Forum Lokaljournalismus 2022

Panel C: Paywalls – Mehr Mut zum Experiment!

Stefan Burggraf, Martina Grothe, Ralf Freitag

Martina Grothe, Alexander Marinos und Stefan Burggraf gingen in diesem Panel mit Moderator Ralf Freitag und den Teilnehmerinnen und Teilnehmern der Frage nach, die sich für alle lokale und regionale Verlage stellt: Was bringt mehr – Reichweite oder Paid Content?

Für jede Redaktion stellt sich neben der inhaltlichen Arbeit die Frage, wie sich am meisten Menschen erreichen – und noch viel wichtiger – wie sie sich langfristig an die eigene Zeitung binden lassen. Nach der fast optimistischen Analyse Ralf Freitags, Pressesprecher der Technischen Hochschule Ostwestfalen-Lippe, dass rund 90 Prozent der Besucher von Zeitungs-Webseiten am Ende nicht bei einem Abo landen, präsentierte die freie Journalistin Susanne Hoffman dem Panel per Video fünf Thesen der Paywall-Strategie von Zeitungen.

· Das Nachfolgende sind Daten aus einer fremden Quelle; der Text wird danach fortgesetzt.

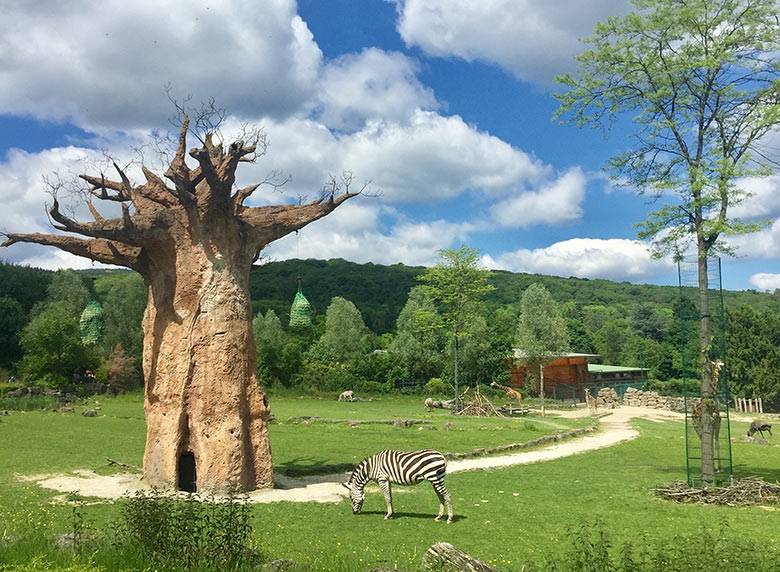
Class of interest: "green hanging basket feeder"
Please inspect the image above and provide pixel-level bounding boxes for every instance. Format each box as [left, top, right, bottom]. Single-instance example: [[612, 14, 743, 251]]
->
[[79, 300, 103, 345], [290, 278, 311, 330]]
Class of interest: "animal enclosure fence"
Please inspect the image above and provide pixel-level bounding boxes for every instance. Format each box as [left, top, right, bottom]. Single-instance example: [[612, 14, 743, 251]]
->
[[677, 257, 733, 486]]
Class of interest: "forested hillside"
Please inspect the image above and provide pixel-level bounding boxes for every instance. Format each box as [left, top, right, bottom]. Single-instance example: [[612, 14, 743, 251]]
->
[[250, 259, 780, 334], [0, 260, 780, 406]]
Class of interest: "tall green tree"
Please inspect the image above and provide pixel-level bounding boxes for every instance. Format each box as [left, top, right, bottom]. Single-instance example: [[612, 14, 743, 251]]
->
[[252, 310, 288, 384], [388, 286, 446, 384], [309, 296, 371, 363], [419, 246, 495, 406], [728, 306, 780, 411], [0, 296, 26, 367], [517, 283, 569, 416], [95, 272, 147, 369], [557, 0, 780, 482], [39, 269, 89, 317], [631, 302, 667, 342], [596, 320, 629, 365], [19, 302, 99, 387]]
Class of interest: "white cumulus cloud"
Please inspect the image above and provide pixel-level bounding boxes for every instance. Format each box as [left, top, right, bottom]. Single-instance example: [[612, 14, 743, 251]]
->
[[750, 272, 780, 290], [263, 199, 469, 265], [0, 0, 322, 128], [483, 238, 672, 280], [491, 167, 587, 228], [317, 48, 438, 131], [396, 0, 630, 84]]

Interdisziplinär, hybrid, lokal – Kernpunkte des guten Paywall-Managements

Interdisziplinäre Teams, hybride Vorgehensweisen, lokale und regionale Inhalte als Selling Point, eine gute Informationspolitik innerhalb der Redaktionen und der Bedeutungsgewinn der Kundenbindung: Dies fünf Kernpunkte stellte Hoffmann als entscheidende Faktoren für jede Paywall-Strategie an. Aber was davon funktioniert in der lokalen Realität wirklich und was nicht? Die Zusammenarbeit in interdisziplinären Teams steht dabei im Fokus. Sowohl Martina Grothe, Leiterin des Content Development bei der Neuen Osnabrücker Zeitung (NOZ), als auch viele Teilnehmerinnen und Teilnehmer teilten die Erfahrung, dass Interdisziplinarität nicht auf allen Ebenen funktioniere. Eine Einflussnahme auf redaktionelle Inhalte durch den Vertrieb – da waren sich alle Anwesenden einig – ist tabu.

Wer genau sind eigentlich unsere Adressatinnen und Adressaten?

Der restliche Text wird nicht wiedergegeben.